Однако ей надо было вставить и свои «пять копеек», и она добавляла:

– Только мне не нравится, как ты ко мне обращаешься. Что это ещё за «бабушка»?

– А что тебе не нравится? – удивлялась мама. – Ты и есть бабушка.

– Но как-то это неласково, грубо, – не сдавалась бабушка. – Звучит, как ругательство. Почему бы внученьке не называть меня бабуленькой?

– «Бабуленька» – это сюсюкание, – жёстко возражала мама. – Я против!

– Ну, хотя бы бабулей, – на бабушку было жалко смотреть.

– Хорошо, бабуля, – поспешно соглашалась я. – Я буду называть тебя так. Можно, мама?

Мама пожимала плечами:

– Делайте, что хотите. По-моему, это инфантилизм какой-то… Но если ты, мама, так хочешь – пожалуйста.

– Спасибо, внученька, – расцветала бабушка… то есть отныне и навсегда – бабуля.

– А няню как я должна называть? – мне хотелось уже сразу, на месте уяснить всё, чтобы с чистой совестью идти гулять. – Нянюля?

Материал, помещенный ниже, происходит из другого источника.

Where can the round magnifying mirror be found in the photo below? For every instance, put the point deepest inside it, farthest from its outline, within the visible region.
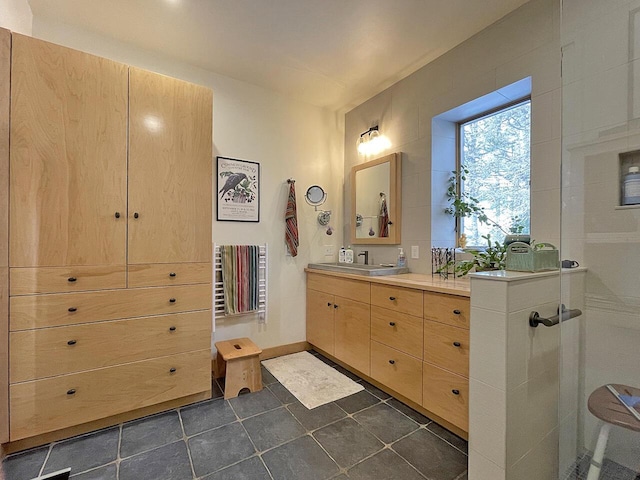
(315, 196)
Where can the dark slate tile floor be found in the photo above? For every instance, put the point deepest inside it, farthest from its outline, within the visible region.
(264, 435)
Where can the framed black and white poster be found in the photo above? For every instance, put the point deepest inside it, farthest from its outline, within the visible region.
(238, 186)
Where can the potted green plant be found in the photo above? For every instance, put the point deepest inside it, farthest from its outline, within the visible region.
(462, 204)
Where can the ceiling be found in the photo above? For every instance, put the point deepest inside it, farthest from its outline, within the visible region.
(330, 53)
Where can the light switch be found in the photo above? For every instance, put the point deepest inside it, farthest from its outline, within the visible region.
(329, 250)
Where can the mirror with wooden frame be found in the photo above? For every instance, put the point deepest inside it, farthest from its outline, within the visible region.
(375, 201)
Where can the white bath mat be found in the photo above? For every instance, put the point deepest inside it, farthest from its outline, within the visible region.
(312, 381)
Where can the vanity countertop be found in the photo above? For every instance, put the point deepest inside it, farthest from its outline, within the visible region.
(452, 286)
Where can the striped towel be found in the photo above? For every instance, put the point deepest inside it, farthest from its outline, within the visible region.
(240, 277)
(291, 220)
(383, 219)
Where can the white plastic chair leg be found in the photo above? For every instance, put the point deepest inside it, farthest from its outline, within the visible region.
(598, 453)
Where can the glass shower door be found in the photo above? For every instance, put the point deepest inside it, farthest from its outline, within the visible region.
(601, 230)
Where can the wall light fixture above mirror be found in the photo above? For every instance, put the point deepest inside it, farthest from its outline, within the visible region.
(376, 201)
(372, 142)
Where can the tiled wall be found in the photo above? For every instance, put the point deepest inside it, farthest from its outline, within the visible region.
(524, 43)
(514, 376)
(601, 119)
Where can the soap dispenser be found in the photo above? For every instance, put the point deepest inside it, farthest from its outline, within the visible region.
(348, 258)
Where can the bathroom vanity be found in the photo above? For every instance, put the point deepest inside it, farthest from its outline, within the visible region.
(407, 334)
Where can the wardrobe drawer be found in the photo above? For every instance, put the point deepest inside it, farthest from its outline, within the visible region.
(47, 352)
(450, 309)
(447, 395)
(343, 287)
(447, 347)
(399, 299)
(398, 330)
(54, 403)
(38, 311)
(28, 281)
(160, 274)
(397, 370)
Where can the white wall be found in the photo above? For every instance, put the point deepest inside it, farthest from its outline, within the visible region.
(601, 120)
(524, 43)
(16, 16)
(290, 139)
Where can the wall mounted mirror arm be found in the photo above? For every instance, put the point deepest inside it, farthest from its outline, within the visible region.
(316, 196)
(376, 201)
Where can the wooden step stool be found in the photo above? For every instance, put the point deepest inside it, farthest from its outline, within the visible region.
(240, 358)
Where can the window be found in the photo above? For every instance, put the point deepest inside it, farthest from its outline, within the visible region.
(495, 149)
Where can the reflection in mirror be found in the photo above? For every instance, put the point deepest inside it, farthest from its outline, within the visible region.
(315, 196)
(375, 201)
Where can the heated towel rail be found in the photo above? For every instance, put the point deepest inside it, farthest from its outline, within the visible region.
(218, 286)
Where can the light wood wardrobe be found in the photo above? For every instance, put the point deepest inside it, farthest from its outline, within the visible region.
(109, 243)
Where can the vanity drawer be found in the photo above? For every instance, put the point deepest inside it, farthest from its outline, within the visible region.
(54, 403)
(38, 311)
(450, 309)
(398, 330)
(397, 370)
(161, 274)
(399, 299)
(75, 348)
(343, 287)
(29, 281)
(447, 347)
(447, 395)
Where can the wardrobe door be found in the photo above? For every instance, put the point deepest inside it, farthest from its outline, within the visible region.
(5, 62)
(170, 123)
(68, 157)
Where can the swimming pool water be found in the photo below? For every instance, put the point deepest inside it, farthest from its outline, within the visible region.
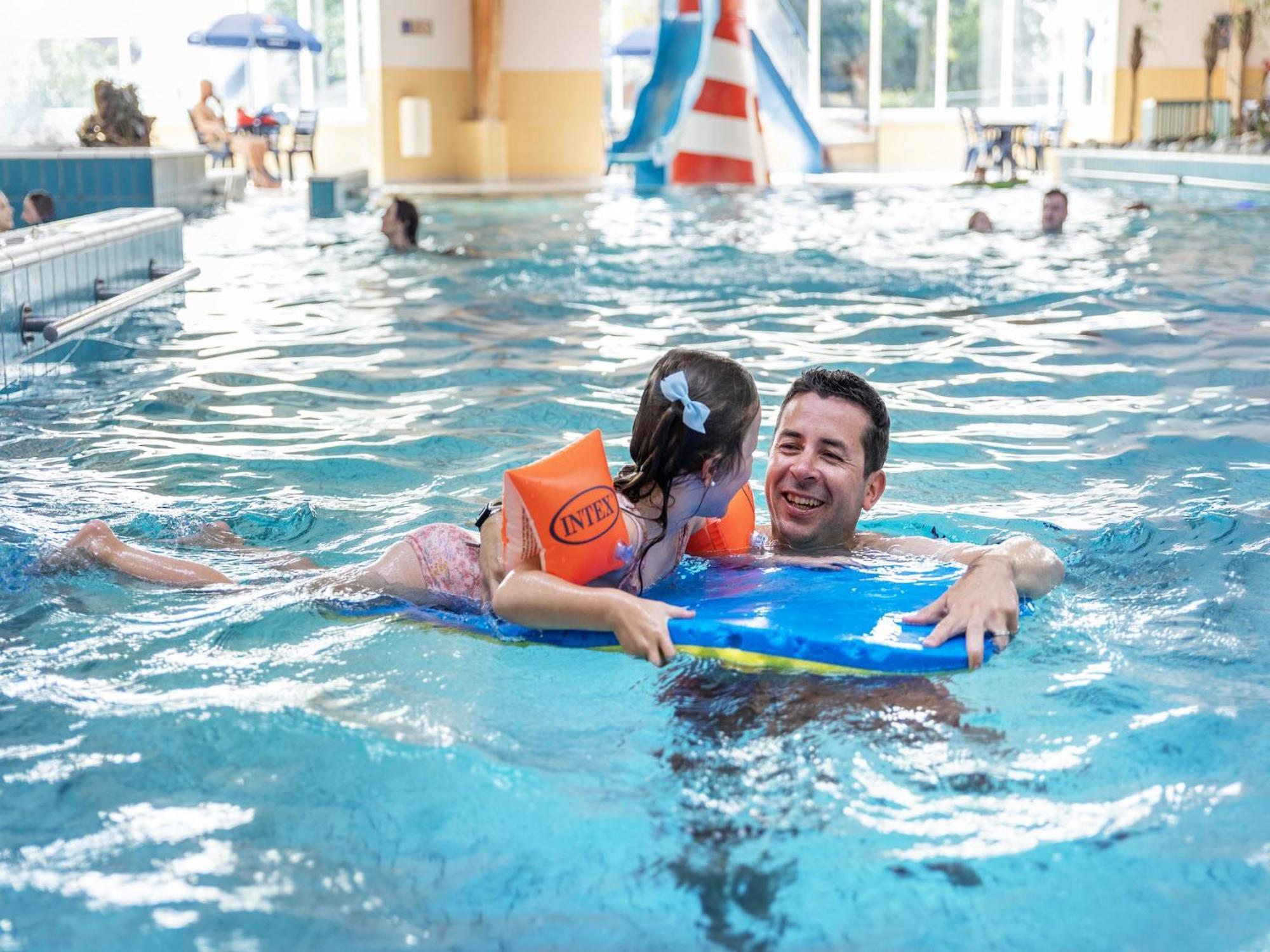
(237, 770)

Няня беззвучно смеялась, отчего морщинки тёмной сеткой разбегались по её лицу. Красные слезящиеся глазки, скорбная щель рта – всё тонуло в этой паутине.

– Ах, миленька! Называй меня хоть каргой умалишённой, хоть старой ведьмой. Моя ты нецененна, сокровище ты моё.


Я выходила во двор, и меня обступали подруги. Среди них робко маячили и мальчишки, малорослые и хлипкие, не принятые в воинственные компании пацанов. Начиналась другая жизнь, на время вытеснявшая всё, чем я обладала в посёлке.

Играя с девочками, я научилась шить наряды куклам. Вслед за подругами я также освоила производство кукол бумажных, нарисованных на картоне и тщательно вырезанных, с шикарными гардеробами из бумаги, которые мы тоже сами рисовали и вырезали – платьице за платьицем. Это было гораздо проще, чем обшивать и наряжать настоящих магазинных кукол. То были куклы для ленивых, но художественно одарённых девочек.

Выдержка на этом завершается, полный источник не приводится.